Early in the spring of this past 2021-2022 school year, educators working within the Sacramento City Unified School District (SCUSD) engaged in an eight-day long teacher strike over various COVID policies. In the end, bargaining led to a rise in teacher pay, and much more in favor of employees. But according to The Sacramento Bee, that wasn’t enough, as a state labor agency is fighting for union members to be paid for that missed work by the district.
In the complaint, it is alleged that the school district acted out of bad-faith bargaining both during the teacher strike and afterward. It all appears to stem from the fact that during the nearly two school weeks worth a time that the teacher strike was active, the district was believed to have excessively paid substitute teachers to keep classes running. Now, the agency filing suit against the district is demanding that the teachers who participated in the strike should be paid at the same rate the substitutes were for those missed days.

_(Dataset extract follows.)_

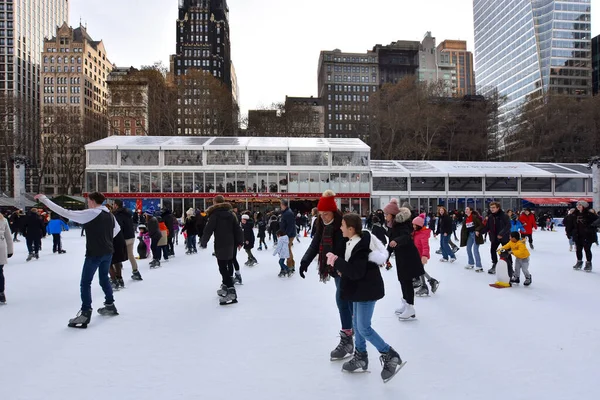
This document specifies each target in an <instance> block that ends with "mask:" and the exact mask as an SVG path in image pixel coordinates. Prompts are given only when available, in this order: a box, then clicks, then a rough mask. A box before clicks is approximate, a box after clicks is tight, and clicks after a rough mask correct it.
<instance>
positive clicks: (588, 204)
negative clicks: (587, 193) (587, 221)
mask: <svg viewBox="0 0 600 400" xmlns="http://www.w3.org/2000/svg"><path fill="white" fill-rule="evenodd" d="M577 205H578V206H583V208H588V207H589V206H590V204H589V203H588V202H587V201H585V200H579V201H578V202H577Z"/></svg>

David Fisher, the President of the Sacramento City Teachers Association told news outlets that it’s not necessarily about the missed eight days of pay during the teacher strike. Instead, the union leader said it’s about the principle the union wants to set going forward. The hope is that by seeking these demands for pay, the union will send a message to the district that they will not tolerate what they feel is immoral behavior by district leaders.
Furthermore, the complaining alleges that the school district was misleading in its actions during the teacher strike. In the beginning, the suit states that the school district notified all school staff that campuses would shut down, while also iterating that employees needed to show up to their positions as normal. Therefore, the claim is that this was done in a manner to confuse union members. In the end, the district did pay employees who reported to work during the period of the strike.

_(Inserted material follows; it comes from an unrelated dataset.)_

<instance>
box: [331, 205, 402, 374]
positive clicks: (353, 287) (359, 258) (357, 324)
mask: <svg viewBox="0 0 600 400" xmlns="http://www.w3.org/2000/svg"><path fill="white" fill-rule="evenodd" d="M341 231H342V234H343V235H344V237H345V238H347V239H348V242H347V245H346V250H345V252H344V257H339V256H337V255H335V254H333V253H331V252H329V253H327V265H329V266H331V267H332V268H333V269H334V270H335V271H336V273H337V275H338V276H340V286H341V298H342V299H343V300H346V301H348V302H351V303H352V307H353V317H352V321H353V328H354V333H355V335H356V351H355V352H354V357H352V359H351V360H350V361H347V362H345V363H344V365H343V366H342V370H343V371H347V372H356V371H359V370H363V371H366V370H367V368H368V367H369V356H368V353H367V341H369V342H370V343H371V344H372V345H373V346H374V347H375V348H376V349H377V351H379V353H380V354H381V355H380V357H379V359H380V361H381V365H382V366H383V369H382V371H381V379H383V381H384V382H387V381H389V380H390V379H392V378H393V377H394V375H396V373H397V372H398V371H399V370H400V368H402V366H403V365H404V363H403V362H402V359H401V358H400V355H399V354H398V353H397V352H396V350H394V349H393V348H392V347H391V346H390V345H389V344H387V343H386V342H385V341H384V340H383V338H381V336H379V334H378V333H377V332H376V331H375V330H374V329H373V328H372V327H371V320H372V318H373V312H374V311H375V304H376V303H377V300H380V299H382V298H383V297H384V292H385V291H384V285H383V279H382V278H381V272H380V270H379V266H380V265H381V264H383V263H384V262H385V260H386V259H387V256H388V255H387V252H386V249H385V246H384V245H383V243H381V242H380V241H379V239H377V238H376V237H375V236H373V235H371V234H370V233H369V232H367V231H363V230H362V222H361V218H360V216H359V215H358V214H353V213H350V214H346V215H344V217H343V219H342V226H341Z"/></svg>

The district remains strictly behind there stance that it acted properly, and in no way participated in bad-faith bargaining tactics. To this, they pointed out that they met the requests and demands of union members who participated in the teacher strike. Other than handing out pay raises, the district gave out one-time stipends for all three of the past school years that were affected by the pandemic. Additionally, the district noted that it laid out multiple options for the teachers union to choose from for ways to make up for lost time during the strike.
For now, the case awaits the decision of a judge as to whether or not the district will be required to pay for missed work days during the teacher strike. Resonating on the state of affairs surrounding the failing public education system, this case echoes with critics of the nation’s teachers’ unions, who many feel are now corrupt and not working in the best interest of educators and students. Long being a backbone of American education, some feel that teachers’ unions now only serve as a hindrance to education.